Ukai Kappa
- Ukai Kappa is an annual royal archery ceremony
- Native name: ꯎꯀꯥꯏ ꯀꯥꯞꯄ
- English name: Annual royal archery ritualistic ceremony
- Location: Ancient Moirang;
- Also known as: Ukai Ten Kappa
- Type: annual
- Theme: a practice of traditional Meitei religion (Sanamahism)
- Motive: to get blessings from Thangjing, the national deity of Moirang
- Target: to shoot arrows at the targets set
- Patrons: Moirang royalty
- Organised by: Moirang royalty
- Participants: King Chingkhu Telheiba (served by Angom Nongban Kongyamba) and Crown Prince Chingkhu Akhuba (served by Khuman Khamba, but later by Angom Nongban Kongyamba)
- Outcome: Chingkhu Akhuba's anger and displeasure towards Khuman Khamba and sudden favor to Angom Nongban Kongyamba

= Ukai Kappa =

Ukai Kappa (ꯎꯀꯥꯏ ꯀꯥꯞꯄ) is an annual royal archery ceremony, described in the Khamba Thoibi, a classical Meitei epic from the Moirang Kangleirol genre of Meitei mythology and folklore. The ritual is held for the welfare of Moirang kingdom and involves the king and his younger brother, the crown prince.

== Background ==

The event was traditionally held in honour of God Thangjing, the national deity of the Moirang kingdom. The king, Chingkhu Telheiba, and the crown prince, Chingkhu Akhuba, were the main archers. Their favourite task was to have their chosen attendants retrieve the arrows from the target as quickly as possible.

Angom Nongban Kongyamba was chosen to fetch the arrows shot by the king, while Khuman Khamba, a rival of Kongyamba, was chosen to fetch the arrows shot by the crown prince.

== Preparation ==

Before the event, the royal priests performed rituals, singing charms over the arrows and bows to bless them. The crown prince asked his daughter, Princess Thoibi, about the coat of golden embroidery she had recently prepared in her handloom. Thoibi, who had already given the coat to her lover Khamba, lied to her father about it.

== Main event ==

During the event, the king and the crown prince shot their arrows at the target. Kongyamba quickly retrieved the arrows for the king. Khamba ran swiftly to fetch the arrows for the crown prince. While running, Khamba's outer cloth loosened, revealing the golden embroidered coat underneath.

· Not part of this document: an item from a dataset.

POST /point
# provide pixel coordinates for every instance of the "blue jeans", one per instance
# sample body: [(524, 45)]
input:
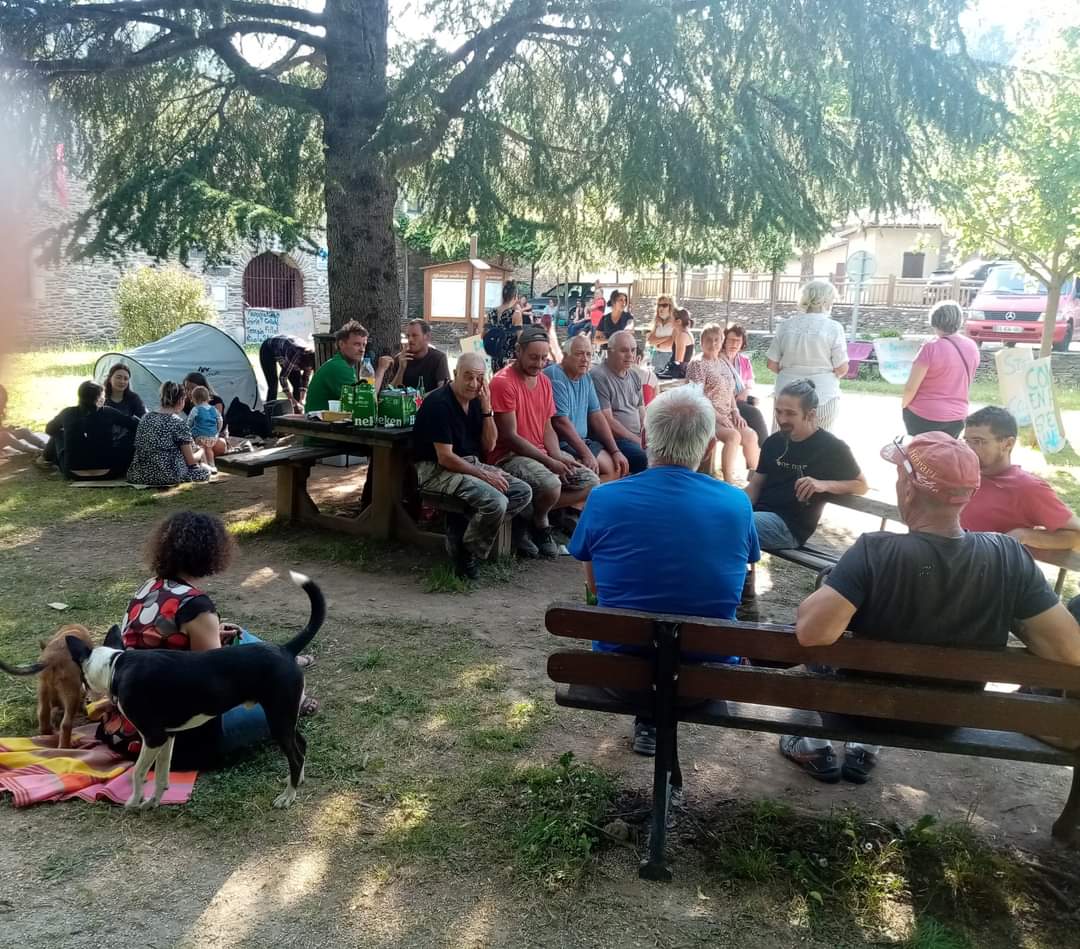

The crown prince became angry when he saw Khamba wearing the coat. When Khamba offered him an arrow, the prince refused to accept it and turned away. Kongyamba then took the arrow from Khamba and gave it to the crown prince. The prince was pleased with Kongyamba and promised that Princess Thoibi would marry him within five days.

== Conflict ==

Minister Chaoba Nongthonba questioned the crown prince about his sudden anger toward Khamba. The prince said he did not like Khamba and wanted to give Thoibi to Kongyamba. The minister reminded him that the king, Chingkhu Telheiba, had already promised Thoibi's hand to Khamba when Khamba captured a feral Kao (bull) from the Ikop Pat lake shore in the Khuman kingdom. The promise was marked publicly with seven notches on the lintel of the Moirang royal palace, the Moirang Kangla.

== Aftermath ==

The crown prince ignored the king's earlier promise and instructed his wives to prepare for the reception for wedding gifts from Kongyamba. Within five days, he intended to give his daughter Thoibi in marriage to Kongyamba.